In order to understand various environmental processes and learn to better address the effects of pollution, scientists have been interested in tracking the movement of elements through the environment, particularly at interfaces between water and minerals.

In a new study from the U.S. Department of Energy’s (DOE) Argonne National Laboratory, in collaboration with the University of Illinois and Chicago and the University of Delaware, chemists have been able to look at the interface between water and muscovite mica, a flat mineral commonly found in granite, soils and many sediments. In particular, the researchers looked at the capture and release of rubidium – a metal closely related to but more easily singled out than common elements like potassium and sodium.

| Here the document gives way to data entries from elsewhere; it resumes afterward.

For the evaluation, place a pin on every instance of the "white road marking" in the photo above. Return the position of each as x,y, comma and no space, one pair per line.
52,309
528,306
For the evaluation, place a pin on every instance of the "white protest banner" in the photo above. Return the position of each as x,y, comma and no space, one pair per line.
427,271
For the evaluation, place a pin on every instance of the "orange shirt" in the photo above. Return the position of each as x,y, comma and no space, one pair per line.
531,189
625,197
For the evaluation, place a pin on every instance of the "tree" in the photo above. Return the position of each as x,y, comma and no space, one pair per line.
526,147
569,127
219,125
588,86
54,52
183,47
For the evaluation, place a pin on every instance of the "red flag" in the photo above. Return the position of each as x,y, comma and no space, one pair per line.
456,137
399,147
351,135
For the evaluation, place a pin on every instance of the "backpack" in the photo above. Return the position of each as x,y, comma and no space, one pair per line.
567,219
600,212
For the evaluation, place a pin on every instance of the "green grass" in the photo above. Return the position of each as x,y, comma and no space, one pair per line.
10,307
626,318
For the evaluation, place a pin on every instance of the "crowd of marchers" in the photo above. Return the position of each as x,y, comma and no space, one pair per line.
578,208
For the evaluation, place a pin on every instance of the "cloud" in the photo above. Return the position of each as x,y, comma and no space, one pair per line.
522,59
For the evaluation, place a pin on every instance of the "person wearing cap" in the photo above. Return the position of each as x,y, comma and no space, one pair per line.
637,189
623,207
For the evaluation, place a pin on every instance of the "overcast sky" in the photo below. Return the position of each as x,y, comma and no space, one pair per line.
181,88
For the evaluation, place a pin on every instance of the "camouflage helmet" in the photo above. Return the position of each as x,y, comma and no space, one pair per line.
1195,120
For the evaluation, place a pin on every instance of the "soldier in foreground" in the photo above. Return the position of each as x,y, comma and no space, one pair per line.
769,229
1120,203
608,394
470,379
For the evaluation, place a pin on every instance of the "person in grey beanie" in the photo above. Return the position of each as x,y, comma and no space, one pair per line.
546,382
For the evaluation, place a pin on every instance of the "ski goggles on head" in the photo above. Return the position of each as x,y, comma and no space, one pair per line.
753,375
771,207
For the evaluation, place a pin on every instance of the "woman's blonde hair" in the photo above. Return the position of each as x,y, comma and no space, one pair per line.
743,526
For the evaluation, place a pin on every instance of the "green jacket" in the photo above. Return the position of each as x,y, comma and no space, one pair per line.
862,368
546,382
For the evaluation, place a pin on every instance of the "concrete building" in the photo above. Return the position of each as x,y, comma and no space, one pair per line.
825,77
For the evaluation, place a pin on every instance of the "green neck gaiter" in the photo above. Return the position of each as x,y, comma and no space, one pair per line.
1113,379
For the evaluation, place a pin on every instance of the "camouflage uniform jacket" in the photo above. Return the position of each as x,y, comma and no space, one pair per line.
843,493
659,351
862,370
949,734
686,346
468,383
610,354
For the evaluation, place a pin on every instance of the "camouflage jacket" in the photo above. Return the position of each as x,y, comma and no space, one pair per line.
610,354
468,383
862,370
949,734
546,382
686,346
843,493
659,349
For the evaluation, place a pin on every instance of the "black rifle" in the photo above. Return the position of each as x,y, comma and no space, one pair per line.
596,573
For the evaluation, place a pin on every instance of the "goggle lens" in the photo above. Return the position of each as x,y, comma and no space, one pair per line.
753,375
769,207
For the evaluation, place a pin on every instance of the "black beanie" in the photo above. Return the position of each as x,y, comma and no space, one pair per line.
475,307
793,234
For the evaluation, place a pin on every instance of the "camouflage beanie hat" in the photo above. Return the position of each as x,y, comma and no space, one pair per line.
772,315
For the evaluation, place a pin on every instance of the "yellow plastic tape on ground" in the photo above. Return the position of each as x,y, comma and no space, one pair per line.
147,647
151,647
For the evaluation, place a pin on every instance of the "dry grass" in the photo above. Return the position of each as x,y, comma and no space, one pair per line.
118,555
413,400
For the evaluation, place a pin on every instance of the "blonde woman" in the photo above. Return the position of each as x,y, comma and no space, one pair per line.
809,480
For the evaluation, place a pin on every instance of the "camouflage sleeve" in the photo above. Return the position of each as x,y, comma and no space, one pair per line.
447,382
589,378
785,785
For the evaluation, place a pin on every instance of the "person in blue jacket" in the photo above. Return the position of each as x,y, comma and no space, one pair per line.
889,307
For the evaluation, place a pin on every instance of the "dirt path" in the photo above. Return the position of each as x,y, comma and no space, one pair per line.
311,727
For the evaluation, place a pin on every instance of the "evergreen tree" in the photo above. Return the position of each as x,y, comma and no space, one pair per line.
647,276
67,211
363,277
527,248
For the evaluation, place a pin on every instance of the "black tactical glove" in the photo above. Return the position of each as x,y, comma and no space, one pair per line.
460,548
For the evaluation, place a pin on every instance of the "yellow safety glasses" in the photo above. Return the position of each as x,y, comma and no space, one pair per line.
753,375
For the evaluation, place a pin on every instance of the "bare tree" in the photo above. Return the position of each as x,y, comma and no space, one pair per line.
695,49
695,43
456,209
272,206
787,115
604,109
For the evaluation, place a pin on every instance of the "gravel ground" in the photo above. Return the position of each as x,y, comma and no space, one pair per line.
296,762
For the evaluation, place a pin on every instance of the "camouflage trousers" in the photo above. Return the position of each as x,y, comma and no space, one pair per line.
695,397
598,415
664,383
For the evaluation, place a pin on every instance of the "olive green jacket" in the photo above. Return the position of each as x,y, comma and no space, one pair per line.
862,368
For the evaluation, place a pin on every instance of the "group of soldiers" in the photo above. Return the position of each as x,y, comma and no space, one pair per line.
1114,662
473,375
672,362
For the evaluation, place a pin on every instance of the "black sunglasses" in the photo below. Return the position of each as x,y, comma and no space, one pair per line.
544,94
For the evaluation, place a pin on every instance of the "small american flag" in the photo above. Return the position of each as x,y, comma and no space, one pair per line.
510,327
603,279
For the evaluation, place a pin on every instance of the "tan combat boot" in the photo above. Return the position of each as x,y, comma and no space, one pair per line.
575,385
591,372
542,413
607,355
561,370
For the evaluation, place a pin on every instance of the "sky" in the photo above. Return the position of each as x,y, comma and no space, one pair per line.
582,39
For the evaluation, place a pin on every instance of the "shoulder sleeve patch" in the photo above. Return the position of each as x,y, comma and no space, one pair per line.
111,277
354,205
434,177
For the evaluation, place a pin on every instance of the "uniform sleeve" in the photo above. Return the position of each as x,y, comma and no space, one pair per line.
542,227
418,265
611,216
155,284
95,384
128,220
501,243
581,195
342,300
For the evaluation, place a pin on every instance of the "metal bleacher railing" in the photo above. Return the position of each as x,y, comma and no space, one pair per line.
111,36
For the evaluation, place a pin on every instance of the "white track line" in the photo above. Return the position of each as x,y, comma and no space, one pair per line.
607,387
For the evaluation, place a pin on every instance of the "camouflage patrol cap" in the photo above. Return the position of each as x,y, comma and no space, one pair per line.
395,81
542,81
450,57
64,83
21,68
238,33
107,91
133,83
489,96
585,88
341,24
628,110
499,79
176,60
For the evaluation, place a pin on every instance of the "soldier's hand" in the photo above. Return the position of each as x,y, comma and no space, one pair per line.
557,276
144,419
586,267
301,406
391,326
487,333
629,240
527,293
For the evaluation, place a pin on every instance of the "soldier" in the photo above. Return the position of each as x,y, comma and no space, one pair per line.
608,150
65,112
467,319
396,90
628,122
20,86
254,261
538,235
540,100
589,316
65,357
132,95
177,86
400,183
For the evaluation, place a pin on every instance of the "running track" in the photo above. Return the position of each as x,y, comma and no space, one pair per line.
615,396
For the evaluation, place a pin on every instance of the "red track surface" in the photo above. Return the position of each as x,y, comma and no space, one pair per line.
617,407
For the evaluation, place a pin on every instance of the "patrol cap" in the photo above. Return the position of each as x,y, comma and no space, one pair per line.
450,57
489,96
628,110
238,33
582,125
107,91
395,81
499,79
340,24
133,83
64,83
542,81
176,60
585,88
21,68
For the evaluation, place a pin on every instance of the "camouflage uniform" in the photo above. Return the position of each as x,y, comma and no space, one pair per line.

In the experiment, the researchers flowed a rubidium-containing solution over the mica, which caused rubidium atoms to replace the potassium that occurs naturally near the surface of the mica.  Then the rubidium solution was replaced for one containing sodium, which in turn replaced the rubidium atoms.

According to Argonne chemist Sang Soo Lee, who led the study, the dynamics of the ion transport were largely controlled by electrostatic properties at the interface between the mica and the water. Essentially, the rubidium atoms “clung” to the mica’s surface similarly to how lint clings to clothing. The strength of the clinging behavior was determined mainly by how many water molecules were in between the mica’s surface and the rubidium – the fewer water molecules, the tighter the cling.

Lee and his Argonne colleague, chemist Paul Fenter, used Argonne’s Advanced Photon Source, a DOE Office of Science User Facility, to observe the activity of the rubidium using a technique called resonant anomalous X-ray reflectivity. This technique allows scientists to probe the position of a single element at an interface.

“Essentially, it’s like looking for a goldfinch in a tree, and using a technique that only shows you where yellow things are,” Fenter said.

By using the technique, the researchers were able to condense the timeframe it takes to measure the signal from the data. “Normally these data take hours to measure, but now we can have a time resolution of one or two seconds,” Fenter said.

Having a picture of the real-time dynamics of these kinds of interfaces give scientists a new view of how ions sense surfaces energetically. “If you think of our experiments like watching planes at an airport, then previously we were able to only know how many Boeings or Cessnas there were,” Lee said. “Now, we have a way to watch the planes actually take off and land.”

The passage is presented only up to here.